In [1]:
import pandas as pd
import numpy as np
import torch
import torch.nn as nn
import torch.nn.functional as F
from torch.utils.data import TensorDataset, DataLoader
from chronos import BaseChronosPipeline
from sklearn.preprocessing import StandardScaler

import os
from glob import glob
from pathlib import Path
from tqdm.notebook import tqdm
import ipywidgets as widgets
from IPython.display import display, clear_output
from matplotlib import pyplot as plt

from modules import * 

# override all pandas display limits
pd.options.display.max_columns = None
pd.options.display.max_rows = None

In [2]:
# load parquet files
data_path = Path("../../data")
notebooks_path = Path(os.getcwd())
data_dir = {}

##unsafe
# for file_path in list((notebooks_path / data_path).glob("*.parquet")):
#     print(f"Reading {file_path}")
#     # retrieve the name of the file without the extension for all OS
#     data = pd.read_parquet(file_path)
#     # if "Time" in df.columns:
#     #     df["Time"] = pd.to_datetime(df["Time"])
#     data_dir[str(file_path).replace("\\", "/").split("/")[-1].split(".")[0].replace("-", "_")] = data

for file_path in (notebooks_path / data_path).glob("set*.parquet"):
    var_name = file_path.stem.replace("-", "_")
    globals()[var_name] = pd.read_parquet(file_path)
    print(f"Reading {file_path} -> {var_name}")

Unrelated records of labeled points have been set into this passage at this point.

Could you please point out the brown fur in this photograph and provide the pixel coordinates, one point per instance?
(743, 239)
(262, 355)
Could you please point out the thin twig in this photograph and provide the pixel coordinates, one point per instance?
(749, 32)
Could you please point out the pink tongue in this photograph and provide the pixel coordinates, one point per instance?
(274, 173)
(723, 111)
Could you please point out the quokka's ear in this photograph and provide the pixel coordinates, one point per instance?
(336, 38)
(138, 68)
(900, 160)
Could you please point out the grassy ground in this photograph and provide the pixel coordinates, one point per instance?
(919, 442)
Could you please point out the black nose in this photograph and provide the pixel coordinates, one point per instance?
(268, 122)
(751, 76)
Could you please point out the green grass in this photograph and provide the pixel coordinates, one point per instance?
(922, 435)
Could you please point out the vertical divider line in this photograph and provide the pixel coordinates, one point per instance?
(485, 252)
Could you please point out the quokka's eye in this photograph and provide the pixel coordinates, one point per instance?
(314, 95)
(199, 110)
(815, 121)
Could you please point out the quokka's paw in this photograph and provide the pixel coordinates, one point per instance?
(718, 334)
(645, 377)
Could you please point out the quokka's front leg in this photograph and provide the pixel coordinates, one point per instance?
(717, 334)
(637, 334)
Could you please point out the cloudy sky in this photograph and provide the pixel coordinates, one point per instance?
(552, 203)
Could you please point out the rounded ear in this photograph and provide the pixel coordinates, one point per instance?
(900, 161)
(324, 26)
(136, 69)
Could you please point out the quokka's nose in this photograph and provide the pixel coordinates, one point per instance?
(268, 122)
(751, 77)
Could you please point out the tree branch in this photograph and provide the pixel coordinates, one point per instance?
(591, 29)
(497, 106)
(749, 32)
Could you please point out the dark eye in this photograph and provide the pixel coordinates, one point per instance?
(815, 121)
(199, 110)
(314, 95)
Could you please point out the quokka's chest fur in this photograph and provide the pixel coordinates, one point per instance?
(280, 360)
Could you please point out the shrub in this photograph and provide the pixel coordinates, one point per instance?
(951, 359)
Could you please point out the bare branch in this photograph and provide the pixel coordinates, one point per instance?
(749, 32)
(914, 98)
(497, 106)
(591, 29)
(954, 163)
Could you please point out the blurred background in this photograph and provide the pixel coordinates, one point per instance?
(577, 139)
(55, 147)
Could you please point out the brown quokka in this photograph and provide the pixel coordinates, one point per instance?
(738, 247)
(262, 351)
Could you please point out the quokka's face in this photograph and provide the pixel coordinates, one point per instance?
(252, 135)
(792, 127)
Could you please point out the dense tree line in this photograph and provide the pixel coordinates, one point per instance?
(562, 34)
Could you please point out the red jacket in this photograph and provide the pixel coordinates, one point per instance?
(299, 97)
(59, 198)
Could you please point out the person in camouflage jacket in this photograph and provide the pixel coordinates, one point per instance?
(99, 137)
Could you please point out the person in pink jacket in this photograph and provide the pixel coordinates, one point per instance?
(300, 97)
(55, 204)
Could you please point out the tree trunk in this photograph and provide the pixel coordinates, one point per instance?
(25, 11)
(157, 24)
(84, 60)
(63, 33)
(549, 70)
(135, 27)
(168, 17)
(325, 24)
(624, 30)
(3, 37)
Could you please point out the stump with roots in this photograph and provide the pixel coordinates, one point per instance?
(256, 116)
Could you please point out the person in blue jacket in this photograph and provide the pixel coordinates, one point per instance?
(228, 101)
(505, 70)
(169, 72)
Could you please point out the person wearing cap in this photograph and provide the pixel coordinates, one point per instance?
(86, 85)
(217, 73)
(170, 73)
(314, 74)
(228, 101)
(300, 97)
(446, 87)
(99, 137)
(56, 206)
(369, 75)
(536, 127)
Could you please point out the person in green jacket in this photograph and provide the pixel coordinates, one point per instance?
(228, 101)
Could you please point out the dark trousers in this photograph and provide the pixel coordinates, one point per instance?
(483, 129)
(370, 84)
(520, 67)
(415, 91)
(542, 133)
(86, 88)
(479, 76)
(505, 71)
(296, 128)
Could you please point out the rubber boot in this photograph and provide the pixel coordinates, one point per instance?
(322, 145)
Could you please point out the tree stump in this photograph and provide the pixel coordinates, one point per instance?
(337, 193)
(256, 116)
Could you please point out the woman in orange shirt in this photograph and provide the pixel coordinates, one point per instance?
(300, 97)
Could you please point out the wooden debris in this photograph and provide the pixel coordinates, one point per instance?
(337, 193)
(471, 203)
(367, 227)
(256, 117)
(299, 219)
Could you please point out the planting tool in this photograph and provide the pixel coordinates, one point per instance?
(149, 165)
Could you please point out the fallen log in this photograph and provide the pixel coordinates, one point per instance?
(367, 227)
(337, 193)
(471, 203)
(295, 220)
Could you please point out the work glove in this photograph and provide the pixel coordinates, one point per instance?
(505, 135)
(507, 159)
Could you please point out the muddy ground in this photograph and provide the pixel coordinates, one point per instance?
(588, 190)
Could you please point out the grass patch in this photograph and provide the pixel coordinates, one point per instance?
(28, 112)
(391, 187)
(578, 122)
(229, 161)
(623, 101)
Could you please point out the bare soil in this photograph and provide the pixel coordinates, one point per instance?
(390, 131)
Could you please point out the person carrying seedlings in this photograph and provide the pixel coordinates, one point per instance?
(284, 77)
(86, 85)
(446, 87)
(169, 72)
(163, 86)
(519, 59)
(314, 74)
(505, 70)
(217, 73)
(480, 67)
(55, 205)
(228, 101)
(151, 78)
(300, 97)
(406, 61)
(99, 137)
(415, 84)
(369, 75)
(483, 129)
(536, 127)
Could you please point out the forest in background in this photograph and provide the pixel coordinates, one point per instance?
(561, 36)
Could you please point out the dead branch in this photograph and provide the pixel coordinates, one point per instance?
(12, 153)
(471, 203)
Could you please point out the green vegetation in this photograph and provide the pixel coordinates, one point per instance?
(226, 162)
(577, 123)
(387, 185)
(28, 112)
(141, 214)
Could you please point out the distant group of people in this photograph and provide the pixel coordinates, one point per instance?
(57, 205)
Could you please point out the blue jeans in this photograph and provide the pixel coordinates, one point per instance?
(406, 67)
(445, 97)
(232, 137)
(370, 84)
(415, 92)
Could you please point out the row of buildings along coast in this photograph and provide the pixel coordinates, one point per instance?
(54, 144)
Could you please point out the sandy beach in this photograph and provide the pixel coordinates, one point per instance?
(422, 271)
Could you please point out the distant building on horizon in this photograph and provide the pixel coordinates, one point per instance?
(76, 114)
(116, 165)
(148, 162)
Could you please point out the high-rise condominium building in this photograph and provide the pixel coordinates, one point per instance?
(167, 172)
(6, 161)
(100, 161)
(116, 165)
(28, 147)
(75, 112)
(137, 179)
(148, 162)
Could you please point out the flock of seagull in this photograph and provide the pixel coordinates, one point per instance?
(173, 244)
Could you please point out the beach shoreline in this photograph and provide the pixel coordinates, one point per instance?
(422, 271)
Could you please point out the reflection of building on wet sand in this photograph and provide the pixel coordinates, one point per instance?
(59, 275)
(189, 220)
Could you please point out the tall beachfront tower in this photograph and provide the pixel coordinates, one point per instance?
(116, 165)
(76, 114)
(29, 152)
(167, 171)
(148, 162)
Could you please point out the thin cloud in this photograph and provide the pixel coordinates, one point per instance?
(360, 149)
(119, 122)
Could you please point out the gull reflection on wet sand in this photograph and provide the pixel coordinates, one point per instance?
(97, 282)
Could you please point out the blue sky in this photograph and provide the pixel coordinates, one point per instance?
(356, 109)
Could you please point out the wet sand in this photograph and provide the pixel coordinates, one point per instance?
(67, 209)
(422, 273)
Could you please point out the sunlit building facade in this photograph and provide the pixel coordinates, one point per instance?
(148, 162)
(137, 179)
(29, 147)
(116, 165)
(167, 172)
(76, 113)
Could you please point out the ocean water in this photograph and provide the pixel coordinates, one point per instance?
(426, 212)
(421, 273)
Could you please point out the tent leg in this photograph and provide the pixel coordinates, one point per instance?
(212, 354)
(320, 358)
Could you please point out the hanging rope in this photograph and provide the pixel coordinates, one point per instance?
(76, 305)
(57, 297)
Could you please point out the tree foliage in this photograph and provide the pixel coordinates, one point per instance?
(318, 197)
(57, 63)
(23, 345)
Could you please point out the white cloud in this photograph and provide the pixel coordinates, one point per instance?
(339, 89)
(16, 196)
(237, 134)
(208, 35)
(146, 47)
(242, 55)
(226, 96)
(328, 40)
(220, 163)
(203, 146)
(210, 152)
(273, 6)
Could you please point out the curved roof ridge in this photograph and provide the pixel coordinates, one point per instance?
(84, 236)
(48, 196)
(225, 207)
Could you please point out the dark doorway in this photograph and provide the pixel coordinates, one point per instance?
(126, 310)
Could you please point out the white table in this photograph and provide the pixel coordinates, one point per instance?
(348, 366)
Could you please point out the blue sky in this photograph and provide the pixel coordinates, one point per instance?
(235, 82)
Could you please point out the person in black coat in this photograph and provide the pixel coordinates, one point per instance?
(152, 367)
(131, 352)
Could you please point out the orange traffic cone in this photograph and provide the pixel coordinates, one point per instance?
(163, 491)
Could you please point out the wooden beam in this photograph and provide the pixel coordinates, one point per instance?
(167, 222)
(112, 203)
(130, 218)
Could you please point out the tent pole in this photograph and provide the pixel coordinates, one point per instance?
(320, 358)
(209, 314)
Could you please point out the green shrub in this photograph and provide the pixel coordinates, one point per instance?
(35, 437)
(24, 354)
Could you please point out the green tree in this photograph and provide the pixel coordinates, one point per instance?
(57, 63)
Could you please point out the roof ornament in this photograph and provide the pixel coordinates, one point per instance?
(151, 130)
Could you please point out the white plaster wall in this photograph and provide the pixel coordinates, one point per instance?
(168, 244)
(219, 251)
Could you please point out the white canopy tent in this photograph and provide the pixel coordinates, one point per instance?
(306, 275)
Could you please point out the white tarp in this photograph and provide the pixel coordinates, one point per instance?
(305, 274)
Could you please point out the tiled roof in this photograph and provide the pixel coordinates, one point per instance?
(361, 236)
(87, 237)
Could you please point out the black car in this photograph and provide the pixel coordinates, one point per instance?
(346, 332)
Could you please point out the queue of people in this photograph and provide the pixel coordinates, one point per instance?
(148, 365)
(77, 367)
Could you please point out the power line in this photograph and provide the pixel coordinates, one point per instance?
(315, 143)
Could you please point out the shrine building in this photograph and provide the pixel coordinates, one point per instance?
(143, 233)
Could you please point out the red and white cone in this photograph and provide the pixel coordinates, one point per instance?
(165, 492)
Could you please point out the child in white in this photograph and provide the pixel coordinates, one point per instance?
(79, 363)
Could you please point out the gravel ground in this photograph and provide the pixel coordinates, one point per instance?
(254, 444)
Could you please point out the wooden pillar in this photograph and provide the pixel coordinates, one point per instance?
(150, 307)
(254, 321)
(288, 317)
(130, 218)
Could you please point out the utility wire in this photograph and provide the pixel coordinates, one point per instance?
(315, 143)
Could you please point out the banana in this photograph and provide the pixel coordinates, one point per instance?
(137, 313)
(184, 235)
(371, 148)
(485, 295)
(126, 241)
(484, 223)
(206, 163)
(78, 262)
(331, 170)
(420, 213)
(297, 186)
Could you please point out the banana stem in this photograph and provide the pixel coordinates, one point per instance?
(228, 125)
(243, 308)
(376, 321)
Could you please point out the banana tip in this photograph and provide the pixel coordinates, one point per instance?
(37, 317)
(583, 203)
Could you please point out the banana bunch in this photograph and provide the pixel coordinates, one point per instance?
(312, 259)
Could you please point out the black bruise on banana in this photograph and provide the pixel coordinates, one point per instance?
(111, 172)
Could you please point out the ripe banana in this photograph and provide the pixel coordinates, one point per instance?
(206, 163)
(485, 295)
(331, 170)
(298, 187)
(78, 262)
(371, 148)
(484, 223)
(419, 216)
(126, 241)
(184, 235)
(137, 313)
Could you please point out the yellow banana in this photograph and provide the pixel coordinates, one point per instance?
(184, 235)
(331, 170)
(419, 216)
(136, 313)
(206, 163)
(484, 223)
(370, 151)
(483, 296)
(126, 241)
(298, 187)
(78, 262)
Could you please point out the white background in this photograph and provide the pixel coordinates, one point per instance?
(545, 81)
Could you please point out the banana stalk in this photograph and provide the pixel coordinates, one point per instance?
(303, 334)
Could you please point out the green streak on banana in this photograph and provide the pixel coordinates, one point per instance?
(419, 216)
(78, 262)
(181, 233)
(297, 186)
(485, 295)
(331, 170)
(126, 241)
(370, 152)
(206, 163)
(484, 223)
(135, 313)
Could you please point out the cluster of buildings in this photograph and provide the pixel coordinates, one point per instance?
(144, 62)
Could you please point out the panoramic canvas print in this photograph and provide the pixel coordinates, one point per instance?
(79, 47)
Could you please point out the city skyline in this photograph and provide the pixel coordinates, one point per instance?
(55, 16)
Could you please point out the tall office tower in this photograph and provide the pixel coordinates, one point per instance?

ID_vars = ["PatientID", "Time", "RecordID"] # TODO 
# stationary variables
stationary_vars = ["Age", "Gender", "Height"] #, "ICUType"]
# dynamic variables
dynamic_vars = set_a.columns.difference(stationary_vars + ID_vars + ['In-hospital_death']).tolist()

feature_cols = dynamic_vars + stationary_vars

Reading /home/pbaertschi/ICU-TimeSeries-Mortality-Prediction/notebooks/4_Foundation_Models/../../data/set-a-filled.parquet -> set_a_filled
Reading /home/pbaertschi/ICU-TimeSeries-Mortality-Prediction/notebooks/4_Foundation_Models/../../data/set-b.parquet -> set_b
Reading /home/pbaertschi/ICU-TimeSeries-Mortality-Prediction/notebooks/4_Foundation_Models/../../data/set-a.parquet -> set_a
Reading /home/pbaertschi/ICU-TimeSeries-Mortality-Prediction/notebooks/4_Foundation_Models/../../data/set-c-filled.parquet -> set_c_filled
Reading /home/pbaertschi/ICU-TimeSeries-Mortality-Prediction/notebooks/4_Foundation_Models/../../data/set-c.parquet -> set_c
Reading /home/pbaertschi/ICU-TimeSeries-Mortality-Prediction/notebooks/4_Foundation_Models/../../data/set-b-filled.parquet -> set_b_filled


In [3]:
def preprocess_parquet_for_lstm(key, scaler=None, fit_scaler=False):
    labelname = 'In-hospital_death'
    df = globals()[f"set_{key}_filled"].copy()

    # Sort and fill NaNs
    df = df.sort_values(["RecordID", "Time"])
    df[feature_cols] = df[feature_cols].fillna(0)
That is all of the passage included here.